Quite the opposite actually. certain live coding languages give you the tools to create extremely complex patterns in a very controlled manner, in ways you simply wouldn't be able to do via any other method. the most popular artist exploring these ideas is Kindohm, who is sort of an ambassador figure for the TidalCycles language. Having used TidalCycles myself, the language lends itself particularly well to this kind of stuff as opposed to more traditional song/track structures. And yet it also constrains and prevents the construction of bad programs in a very strict manner via its type system and compiler.

It's also notable for being probably the only Haskell library used almost exclusively by people with no prior knowledge of Haskell, which is an insane feat in itself.


Replies

solomonbyesterday at 11:59 PM

> Quite the opposite actually. certain live coding languages give you the tools to create extremely complex patterns

I think I must not be expressing myself well. These tools seem to be optimized for parametric pattern manipulation. You essentially declare patterns, apply transformations to them, and then play them back in loops. The whole paradigm is going to encourage a very specific style of composition where repeating structures and their variations are the primary organizational principle.

Again, I'm not trying to critique the styles of music that lend themselves well to these tools.

> And yet it also constrains and prevents the construction of bad programs in a very strict manner via its type system and compiler.

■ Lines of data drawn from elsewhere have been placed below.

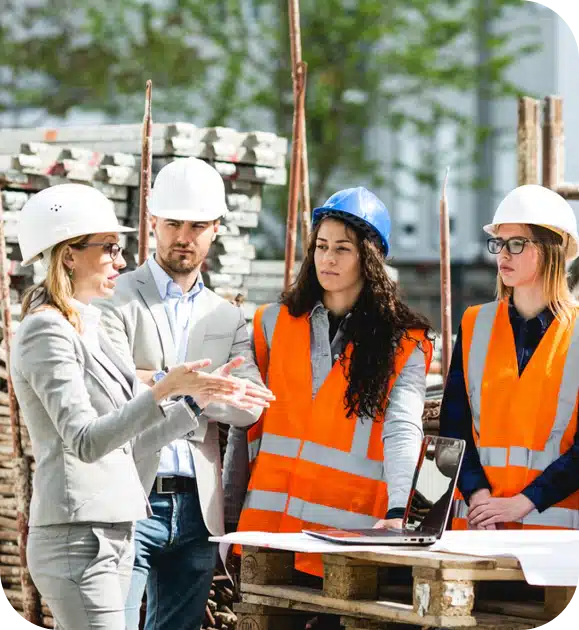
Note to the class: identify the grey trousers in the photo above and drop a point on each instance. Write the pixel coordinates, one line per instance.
(83, 572)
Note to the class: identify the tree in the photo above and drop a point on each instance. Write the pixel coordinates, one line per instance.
(227, 62)
(568, 9)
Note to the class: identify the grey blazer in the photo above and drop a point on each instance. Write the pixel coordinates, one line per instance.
(88, 430)
(136, 322)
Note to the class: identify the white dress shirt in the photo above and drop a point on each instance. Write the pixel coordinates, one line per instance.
(176, 458)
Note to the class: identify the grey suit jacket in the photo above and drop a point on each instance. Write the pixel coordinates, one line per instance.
(88, 429)
(136, 322)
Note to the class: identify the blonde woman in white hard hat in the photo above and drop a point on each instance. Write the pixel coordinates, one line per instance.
(89, 421)
(514, 377)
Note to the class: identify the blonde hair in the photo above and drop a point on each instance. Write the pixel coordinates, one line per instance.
(57, 289)
(552, 257)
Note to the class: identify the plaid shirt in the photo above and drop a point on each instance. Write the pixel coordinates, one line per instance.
(561, 478)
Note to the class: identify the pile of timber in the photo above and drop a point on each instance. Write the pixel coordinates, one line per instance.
(107, 157)
(31, 160)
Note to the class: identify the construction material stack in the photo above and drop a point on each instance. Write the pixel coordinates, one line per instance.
(107, 157)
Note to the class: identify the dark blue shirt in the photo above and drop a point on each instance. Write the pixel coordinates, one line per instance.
(558, 480)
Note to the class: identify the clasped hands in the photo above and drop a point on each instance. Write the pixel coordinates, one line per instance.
(218, 386)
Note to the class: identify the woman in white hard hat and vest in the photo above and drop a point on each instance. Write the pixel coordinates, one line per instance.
(347, 361)
(513, 383)
(89, 421)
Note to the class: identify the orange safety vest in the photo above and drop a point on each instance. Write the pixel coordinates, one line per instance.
(311, 466)
(521, 424)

Looking at the examples in their documentation, all I see are examples like:

    d1 $ sound "[[bd [bd bd bd bd]] bd sn:5] [bd sn:3]"
So it definitely isn't leveraging GHC's typechecker for your compositions. Is the TidalCycles runtime doing some kind of runtime typechecking on whatever it parses from these strings?

> It's also notable for being probably the only Haskell library used almost exclusively by people with no prior knowledge of Haskell, which is an insane feat in itself.

I think Pandoc or Shellcheck would win on this metric.